Am 27.09.2018 um 11:33 schrieb Riccardo
(Jack) Lucchetti:

I was just thinking about it. I vaguely remember a debate we had on one of the two lists at some point (but I may be wrong, I tried googling for it, to no avail) about implementing a mode() function and we got collectively stuck on the case when you have multimodal data. Plus, diff-ing the output of ecdf() wull give you trouble if the mode happens to be the smallest element of the vector.

True, that was a bug. Try this corrected version:

<hansl>

function matrix mode(matrix v)

# v should be a vector

E = ecdf(vec(v))

howmuch = diff(0 | E[,2])[2:] # make sure the 1st is also
diffed

where = imaxc(howmuch)

return E[where, 1] | howmuch[where]

end function

</hansl>

but then, in case of multi-modal data, what should be done is debatable.

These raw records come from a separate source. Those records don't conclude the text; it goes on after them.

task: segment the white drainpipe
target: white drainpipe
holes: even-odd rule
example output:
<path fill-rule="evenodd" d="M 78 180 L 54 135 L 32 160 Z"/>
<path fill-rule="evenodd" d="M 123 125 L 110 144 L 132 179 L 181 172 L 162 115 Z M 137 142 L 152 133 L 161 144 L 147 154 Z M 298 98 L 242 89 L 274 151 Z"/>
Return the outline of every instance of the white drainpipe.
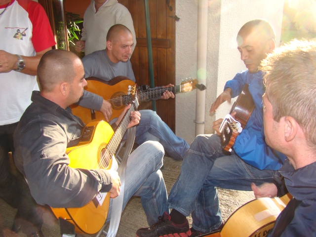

This is partly inherited from the imax*/imin* suite of gretl
functions. In 2015 we briefly discussed this on-list. I wrote:

' FWIW, (Python's) Numpy's argmax() and argmin() functions
explicitly note that:

"In case of multiple occurrences of the maximum values, the
indices corresponding to the first occurrence are returned."'

And you answered:

'This makes sense. I'm not sure if in fact we follow this policy,
but if we agree we should I can have a go the the C code to make
sure we do, and of course update the docs.'

It looks as if the gretl docs are still silent on the issue.
Actually I was surprised that apparently imaxc in your example uno
gave the last value, I thought it would return the first of the
multi-modes.

I see you're using the mode function as a heuristic criterion to find the data dimensions; maybe we could figure out something else.

I'm happy to hear suggestions. The max line length didn't work because of the file structure.

thanks,

sven